19.11.07

O CASO (FALSO) DO POLÍCIA A QUEM NINGUÉM LIGA NENHUMA

Por Ferreira Fernandes
PERGUNTOU O EXPRESSO, ontem, a Alípio Ribeiro: "Não tem um telefone seguro?" Resposta dele: "Não tenho medo de ser escutado. Ninguém quer ouvir as conversas do director da PJ." Olha, agora, ninguém é uma multidão! Seguem-se alguns desses ninguéns que gostariam muito de ouvir os telefonemas do director da PJ.
A Máfia e a Al-Qaeda, os contrabandistas de tabaco e o tipo que fazia contacto com o barbeiro terrorista do Porto. A grande criminalidade internacional gostaria de saber com quem fala e do que fala o interlocutor da Interpol em Portugal.
Os patrões das grandes empresas da construção civil. Esta semana foram acusados pelo secretário de Estado dos Assuntos Fiscais de cometerem fraudes. Sendo a acusação por atacado, nem um só grande patrão quer saber de quem a PJ suspeita?
E Paulo Portas? Não estará curioso sobre se uma palavrinha - fotocópias - foi ou não muito dita nos telefonemas do mais importante gabinete da Gomes Freire?
E, já agora, eu próprio. Sou jornalista e tudo que é estranho não me é estranho. Eu gostaria muito de ouvir os telefonemas de Alípio Ribeiro. Sobretudo se provassem que ele tinha razão. Que só telefonava para encomendar pizas. Eu faria uma reportagem com antetítulo: "Desleixo com dinheiros públicos." E título: "Dão-lhe telefone para trabalhar e nada..." O texto seria ilustrado pela lista dos 45 telefonemas feitos, ontem.

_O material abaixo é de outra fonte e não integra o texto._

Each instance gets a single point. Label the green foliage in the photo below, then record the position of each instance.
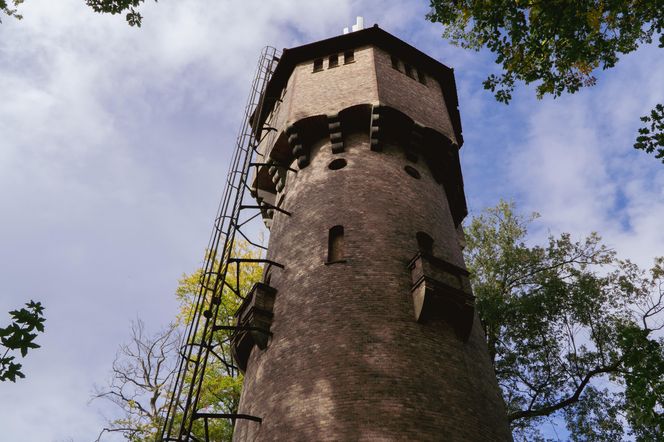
(143, 369)
(134, 18)
(222, 385)
(6, 7)
(651, 136)
(557, 44)
(570, 329)
(20, 336)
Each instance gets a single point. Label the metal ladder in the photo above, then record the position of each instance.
(198, 341)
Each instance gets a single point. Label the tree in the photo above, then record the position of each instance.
(20, 336)
(571, 330)
(142, 372)
(134, 18)
(558, 44)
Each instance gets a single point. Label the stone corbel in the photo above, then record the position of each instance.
(441, 290)
(253, 321)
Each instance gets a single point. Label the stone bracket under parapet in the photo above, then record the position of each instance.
(441, 291)
(383, 126)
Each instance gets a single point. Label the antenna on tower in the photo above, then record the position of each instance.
(358, 26)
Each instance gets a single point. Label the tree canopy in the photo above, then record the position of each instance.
(574, 333)
(20, 336)
(557, 44)
(142, 373)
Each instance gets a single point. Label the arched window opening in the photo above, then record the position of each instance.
(424, 243)
(337, 164)
(335, 245)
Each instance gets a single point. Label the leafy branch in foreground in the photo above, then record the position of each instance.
(557, 44)
(20, 336)
(143, 370)
(134, 18)
(572, 330)
(141, 374)
(651, 136)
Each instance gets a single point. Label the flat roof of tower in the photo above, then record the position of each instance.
(373, 36)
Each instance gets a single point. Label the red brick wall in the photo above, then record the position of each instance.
(347, 360)
(422, 103)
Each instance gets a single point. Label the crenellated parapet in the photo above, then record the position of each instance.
(380, 125)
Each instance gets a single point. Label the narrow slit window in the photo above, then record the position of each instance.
(424, 243)
(395, 62)
(335, 245)
(349, 56)
(409, 70)
(421, 77)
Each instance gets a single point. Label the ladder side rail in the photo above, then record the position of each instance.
(242, 156)
(246, 148)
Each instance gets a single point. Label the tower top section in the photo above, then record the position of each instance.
(373, 36)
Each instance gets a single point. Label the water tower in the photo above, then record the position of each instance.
(366, 328)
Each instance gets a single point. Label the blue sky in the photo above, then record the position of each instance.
(114, 144)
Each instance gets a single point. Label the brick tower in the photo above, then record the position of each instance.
(368, 332)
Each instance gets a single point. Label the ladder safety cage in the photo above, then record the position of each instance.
(198, 340)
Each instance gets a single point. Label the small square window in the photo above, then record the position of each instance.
(395, 62)
(349, 57)
(409, 70)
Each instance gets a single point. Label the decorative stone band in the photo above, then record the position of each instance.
(441, 290)
(381, 124)
(253, 320)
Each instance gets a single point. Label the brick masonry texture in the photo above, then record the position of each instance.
(347, 360)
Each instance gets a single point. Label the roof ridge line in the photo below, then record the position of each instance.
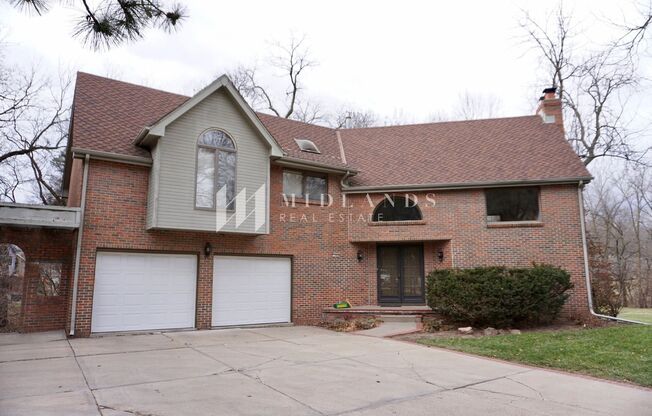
(441, 122)
(133, 84)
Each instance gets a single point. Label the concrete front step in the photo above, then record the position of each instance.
(400, 318)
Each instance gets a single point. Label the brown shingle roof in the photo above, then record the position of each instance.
(109, 114)
(478, 151)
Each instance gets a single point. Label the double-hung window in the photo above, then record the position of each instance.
(303, 185)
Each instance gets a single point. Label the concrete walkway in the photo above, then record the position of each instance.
(285, 370)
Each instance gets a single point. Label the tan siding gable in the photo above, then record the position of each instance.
(177, 163)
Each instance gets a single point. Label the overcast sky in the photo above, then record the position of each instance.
(411, 59)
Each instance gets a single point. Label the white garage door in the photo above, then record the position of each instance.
(251, 290)
(135, 291)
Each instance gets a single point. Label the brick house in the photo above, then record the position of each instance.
(197, 212)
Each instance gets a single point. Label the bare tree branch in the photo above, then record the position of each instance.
(594, 89)
(113, 22)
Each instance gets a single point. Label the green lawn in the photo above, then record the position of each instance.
(621, 353)
(637, 314)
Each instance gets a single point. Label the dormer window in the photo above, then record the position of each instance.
(307, 145)
(216, 157)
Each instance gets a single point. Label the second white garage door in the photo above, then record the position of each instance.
(138, 291)
(251, 290)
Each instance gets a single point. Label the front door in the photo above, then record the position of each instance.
(400, 274)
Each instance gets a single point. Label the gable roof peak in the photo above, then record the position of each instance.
(157, 129)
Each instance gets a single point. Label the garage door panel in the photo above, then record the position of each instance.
(137, 291)
(251, 290)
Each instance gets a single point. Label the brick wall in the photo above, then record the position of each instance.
(325, 268)
(324, 242)
(458, 221)
(46, 246)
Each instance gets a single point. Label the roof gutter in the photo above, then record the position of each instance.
(111, 157)
(462, 185)
(587, 269)
(141, 136)
(310, 165)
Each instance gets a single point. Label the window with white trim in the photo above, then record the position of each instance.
(512, 204)
(302, 185)
(216, 163)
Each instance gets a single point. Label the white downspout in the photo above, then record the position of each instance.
(75, 281)
(587, 268)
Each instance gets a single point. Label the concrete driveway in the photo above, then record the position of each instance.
(282, 371)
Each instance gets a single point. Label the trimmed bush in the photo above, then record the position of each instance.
(498, 296)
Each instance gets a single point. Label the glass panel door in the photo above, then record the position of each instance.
(400, 274)
(389, 289)
(412, 274)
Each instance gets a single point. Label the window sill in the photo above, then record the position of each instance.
(388, 223)
(514, 224)
(300, 202)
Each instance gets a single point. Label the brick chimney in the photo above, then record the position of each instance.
(550, 107)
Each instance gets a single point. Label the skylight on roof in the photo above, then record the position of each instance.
(307, 145)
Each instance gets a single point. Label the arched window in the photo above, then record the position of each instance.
(216, 157)
(397, 208)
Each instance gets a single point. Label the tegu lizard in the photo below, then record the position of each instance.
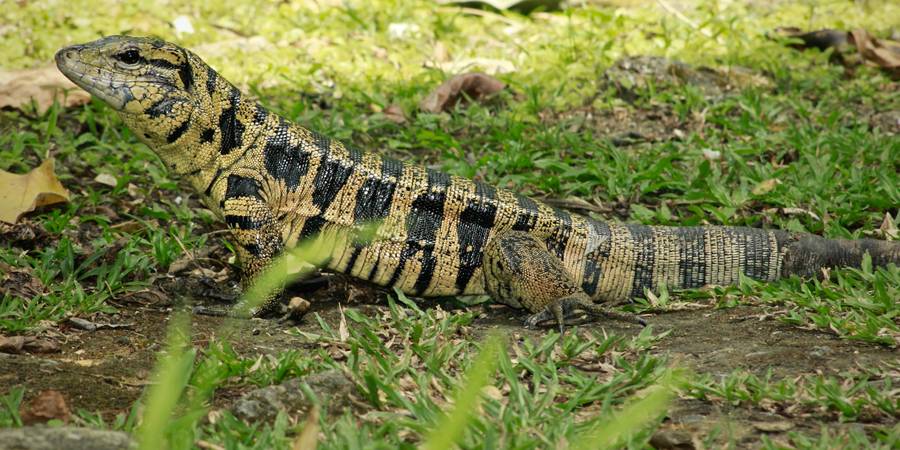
(276, 183)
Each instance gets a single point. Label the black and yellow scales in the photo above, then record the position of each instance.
(276, 183)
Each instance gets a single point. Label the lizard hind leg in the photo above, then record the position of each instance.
(519, 271)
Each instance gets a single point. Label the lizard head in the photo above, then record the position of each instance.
(148, 81)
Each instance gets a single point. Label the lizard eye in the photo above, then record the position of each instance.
(129, 57)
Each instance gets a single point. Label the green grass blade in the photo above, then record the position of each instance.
(452, 425)
(170, 379)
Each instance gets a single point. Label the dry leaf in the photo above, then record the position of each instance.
(48, 405)
(881, 53)
(107, 179)
(773, 427)
(473, 85)
(20, 194)
(43, 85)
(27, 344)
(490, 66)
(888, 227)
(309, 437)
(395, 114)
(343, 332)
(520, 6)
(766, 186)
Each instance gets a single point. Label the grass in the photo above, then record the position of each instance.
(335, 67)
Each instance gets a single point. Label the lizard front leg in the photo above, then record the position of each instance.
(258, 241)
(519, 271)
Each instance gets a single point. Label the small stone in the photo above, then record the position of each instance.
(672, 439)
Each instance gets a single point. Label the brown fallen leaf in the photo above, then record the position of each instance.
(765, 186)
(43, 85)
(773, 427)
(20, 283)
(878, 52)
(881, 53)
(20, 194)
(27, 344)
(308, 439)
(520, 6)
(395, 114)
(820, 39)
(48, 405)
(474, 85)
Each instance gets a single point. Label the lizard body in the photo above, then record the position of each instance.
(275, 183)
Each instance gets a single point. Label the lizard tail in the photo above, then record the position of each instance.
(806, 255)
(635, 257)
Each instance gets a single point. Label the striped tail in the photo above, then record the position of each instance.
(635, 258)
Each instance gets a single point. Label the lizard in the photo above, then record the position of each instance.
(276, 183)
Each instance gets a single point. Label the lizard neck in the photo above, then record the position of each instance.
(210, 139)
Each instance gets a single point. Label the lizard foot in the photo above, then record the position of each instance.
(564, 308)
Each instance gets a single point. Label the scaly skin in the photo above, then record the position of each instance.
(275, 183)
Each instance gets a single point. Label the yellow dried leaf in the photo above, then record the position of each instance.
(308, 439)
(20, 194)
(43, 85)
(764, 187)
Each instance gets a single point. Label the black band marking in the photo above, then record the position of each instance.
(526, 219)
(242, 222)
(284, 161)
(231, 128)
(178, 132)
(475, 223)
(239, 186)
(642, 238)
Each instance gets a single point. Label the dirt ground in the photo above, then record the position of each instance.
(106, 370)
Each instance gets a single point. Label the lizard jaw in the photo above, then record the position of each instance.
(90, 78)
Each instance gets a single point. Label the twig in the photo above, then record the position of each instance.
(680, 16)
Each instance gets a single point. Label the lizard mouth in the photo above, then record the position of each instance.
(100, 83)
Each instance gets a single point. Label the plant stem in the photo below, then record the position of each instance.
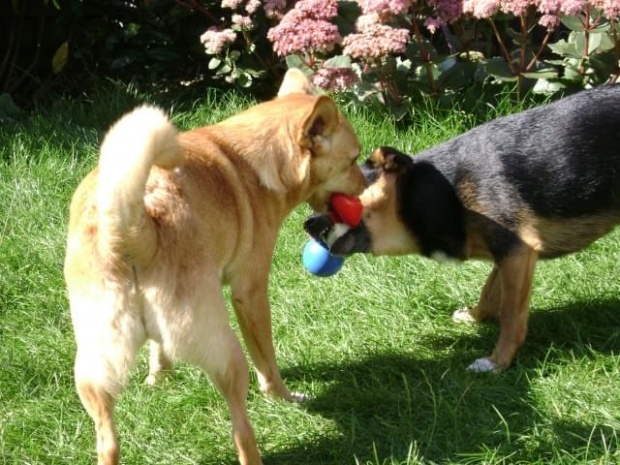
(614, 33)
(195, 5)
(502, 46)
(542, 47)
(426, 56)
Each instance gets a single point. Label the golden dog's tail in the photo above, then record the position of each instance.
(139, 140)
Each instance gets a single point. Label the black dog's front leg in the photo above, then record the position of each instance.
(354, 240)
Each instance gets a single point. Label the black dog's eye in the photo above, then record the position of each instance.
(370, 171)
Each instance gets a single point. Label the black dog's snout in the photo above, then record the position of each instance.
(317, 225)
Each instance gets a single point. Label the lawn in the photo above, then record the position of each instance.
(374, 346)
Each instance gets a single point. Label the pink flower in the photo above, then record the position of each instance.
(611, 8)
(334, 78)
(319, 9)
(481, 8)
(549, 6)
(516, 7)
(302, 31)
(432, 24)
(252, 6)
(274, 8)
(383, 7)
(549, 21)
(365, 21)
(216, 41)
(244, 22)
(375, 42)
(232, 4)
(447, 10)
(572, 7)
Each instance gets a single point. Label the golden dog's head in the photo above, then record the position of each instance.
(320, 148)
(327, 141)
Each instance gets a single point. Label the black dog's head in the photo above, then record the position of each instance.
(381, 231)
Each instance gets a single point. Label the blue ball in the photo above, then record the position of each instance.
(319, 261)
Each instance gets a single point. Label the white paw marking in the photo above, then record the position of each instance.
(299, 397)
(483, 365)
(463, 316)
(339, 230)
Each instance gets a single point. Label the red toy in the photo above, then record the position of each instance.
(345, 213)
(346, 209)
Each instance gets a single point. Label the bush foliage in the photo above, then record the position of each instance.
(388, 51)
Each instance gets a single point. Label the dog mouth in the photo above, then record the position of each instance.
(339, 241)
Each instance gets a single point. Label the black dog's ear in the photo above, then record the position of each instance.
(317, 225)
(390, 160)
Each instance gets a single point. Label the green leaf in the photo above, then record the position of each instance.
(600, 43)
(214, 63)
(459, 75)
(500, 70)
(545, 87)
(339, 61)
(295, 61)
(564, 49)
(542, 73)
(224, 69)
(573, 23)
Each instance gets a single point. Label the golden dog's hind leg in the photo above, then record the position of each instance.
(516, 273)
(489, 303)
(158, 363)
(108, 335)
(251, 304)
(206, 339)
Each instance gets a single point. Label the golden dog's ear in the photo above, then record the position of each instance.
(320, 123)
(390, 159)
(295, 81)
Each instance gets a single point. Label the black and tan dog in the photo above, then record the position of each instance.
(539, 184)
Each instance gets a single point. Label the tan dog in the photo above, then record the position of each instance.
(166, 219)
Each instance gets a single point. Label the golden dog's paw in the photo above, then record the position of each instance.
(282, 393)
(484, 365)
(463, 315)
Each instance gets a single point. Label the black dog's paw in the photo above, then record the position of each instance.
(318, 226)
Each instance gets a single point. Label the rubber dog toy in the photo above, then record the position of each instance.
(345, 212)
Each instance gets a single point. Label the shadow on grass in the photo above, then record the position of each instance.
(386, 402)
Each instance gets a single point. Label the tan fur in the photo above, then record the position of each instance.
(506, 293)
(390, 237)
(167, 219)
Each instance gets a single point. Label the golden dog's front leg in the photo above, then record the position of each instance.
(251, 304)
(516, 273)
(489, 304)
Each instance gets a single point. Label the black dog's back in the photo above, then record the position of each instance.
(561, 159)
(554, 163)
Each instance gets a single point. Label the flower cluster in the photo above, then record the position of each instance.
(215, 41)
(334, 78)
(375, 41)
(306, 28)
(549, 10)
(385, 7)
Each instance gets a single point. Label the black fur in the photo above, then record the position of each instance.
(560, 161)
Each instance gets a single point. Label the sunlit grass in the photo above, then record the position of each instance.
(374, 346)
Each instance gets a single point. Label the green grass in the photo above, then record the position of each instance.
(374, 346)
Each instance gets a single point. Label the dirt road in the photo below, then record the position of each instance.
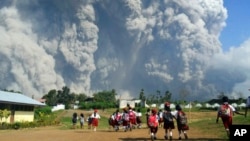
(56, 134)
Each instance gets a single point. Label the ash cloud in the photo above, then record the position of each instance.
(125, 45)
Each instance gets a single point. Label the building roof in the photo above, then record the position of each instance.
(16, 98)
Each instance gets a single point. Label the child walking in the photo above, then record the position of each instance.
(226, 112)
(153, 124)
(95, 119)
(168, 120)
(82, 120)
(181, 119)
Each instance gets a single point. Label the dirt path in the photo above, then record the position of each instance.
(59, 134)
(56, 134)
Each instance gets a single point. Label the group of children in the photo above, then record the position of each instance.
(128, 119)
(168, 117)
(92, 120)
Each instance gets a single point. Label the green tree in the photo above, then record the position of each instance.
(65, 97)
(105, 96)
(81, 97)
(167, 96)
(51, 98)
(142, 96)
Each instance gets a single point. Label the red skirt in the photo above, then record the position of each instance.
(95, 122)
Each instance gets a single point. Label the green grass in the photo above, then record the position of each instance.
(200, 120)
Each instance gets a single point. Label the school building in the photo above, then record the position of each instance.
(20, 108)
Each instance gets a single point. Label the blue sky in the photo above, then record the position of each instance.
(237, 29)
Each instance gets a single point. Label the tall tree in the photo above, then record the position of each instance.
(51, 98)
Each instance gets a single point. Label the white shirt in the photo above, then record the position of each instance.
(248, 102)
(95, 116)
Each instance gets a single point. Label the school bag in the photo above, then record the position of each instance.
(167, 117)
(182, 118)
(125, 117)
(225, 110)
(153, 121)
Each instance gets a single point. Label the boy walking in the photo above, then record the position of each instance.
(153, 124)
(226, 112)
(168, 119)
(181, 119)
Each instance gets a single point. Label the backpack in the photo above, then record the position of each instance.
(182, 118)
(152, 121)
(225, 110)
(125, 116)
(167, 117)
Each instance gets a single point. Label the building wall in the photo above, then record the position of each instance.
(24, 116)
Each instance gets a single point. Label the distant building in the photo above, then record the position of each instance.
(21, 107)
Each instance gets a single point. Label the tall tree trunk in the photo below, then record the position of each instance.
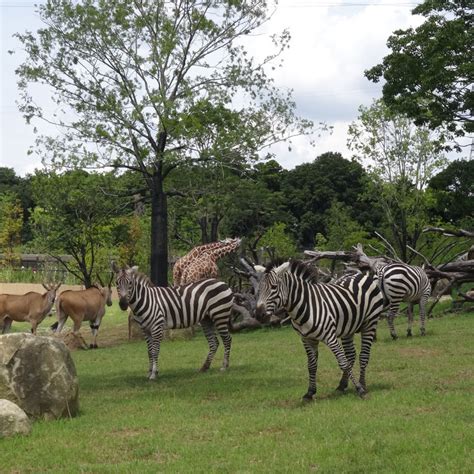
(203, 227)
(159, 233)
(214, 228)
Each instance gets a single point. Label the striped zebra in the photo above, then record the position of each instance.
(324, 312)
(208, 302)
(401, 282)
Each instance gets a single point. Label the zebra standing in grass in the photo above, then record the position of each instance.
(401, 282)
(324, 312)
(207, 301)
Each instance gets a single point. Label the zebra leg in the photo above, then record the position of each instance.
(311, 348)
(349, 351)
(410, 319)
(423, 301)
(367, 338)
(208, 328)
(94, 325)
(227, 341)
(344, 364)
(156, 337)
(390, 317)
(149, 345)
(7, 324)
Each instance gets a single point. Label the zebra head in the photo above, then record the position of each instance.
(271, 293)
(124, 278)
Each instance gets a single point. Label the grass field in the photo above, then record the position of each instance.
(417, 418)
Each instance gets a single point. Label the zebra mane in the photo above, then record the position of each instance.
(141, 277)
(295, 267)
(273, 265)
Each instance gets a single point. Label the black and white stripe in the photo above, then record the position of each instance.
(208, 302)
(325, 312)
(401, 282)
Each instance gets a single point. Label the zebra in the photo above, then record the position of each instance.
(324, 312)
(402, 282)
(207, 301)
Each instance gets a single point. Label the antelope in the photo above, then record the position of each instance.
(83, 305)
(31, 307)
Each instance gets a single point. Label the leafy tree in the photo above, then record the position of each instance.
(310, 188)
(21, 189)
(74, 216)
(453, 190)
(140, 76)
(429, 73)
(401, 158)
(11, 223)
(278, 242)
(343, 231)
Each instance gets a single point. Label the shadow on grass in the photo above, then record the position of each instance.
(170, 378)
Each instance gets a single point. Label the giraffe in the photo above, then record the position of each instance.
(185, 260)
(201, 262)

Cinco para a mulher a anunciar que chegava a horas (dois para o almoço, três para o jantar - quem não teme escutas é caseiro). Um para o inspector Ficalho, de parabéns pelos anos, e outro para a subinspectora Margarida, pelo aniversário de casamento. Dois telefonemas para as tais pizas (a meio da tarde). Sete para o secretário de Estado do Desporto, a saber se havia um bilhetinho para o jogo com a Arménia. Oito para ex-colegas da Faculdade de Direito a combinar o jantar de curso. Cinco para informações diversas (a que horas chega o último Intercidades a Santa Apolónia - neste gastou três telefonemas, por a linha ter caído -, o tempo para o fim-de-semana e os números do Euromilhões) e, finalmente, 16 telefonemas avulsos para amigos com conversa barata. Género: "Beto, sou eu, o Alípio. Ainda tens o contacto daquele mecânico da Mercedes?"
Saída a minha reportagem, telefonava-me o dr. Alípio Ribeiro, em tom trocista: "Você só confirmou que o meu telefone todos podem escutar..." Homem de muita fé! Mal ele sabia que, graças ao meu trabalho de investigação, o parlamento o chamaria para prestar declarações. É que aqueles telefonemas todos ao secretário de Estado dos Desportos podiam configurar um crime de tráfico de influências...
É o que eu queria provar: todos nós temos os nossos segredozinhos. Inocentes, talvez, mas o melhor, mesmo, é não caírem nos ouvidos do mundo.
«DN» de 18 de Novembro de 2007-c.a.a.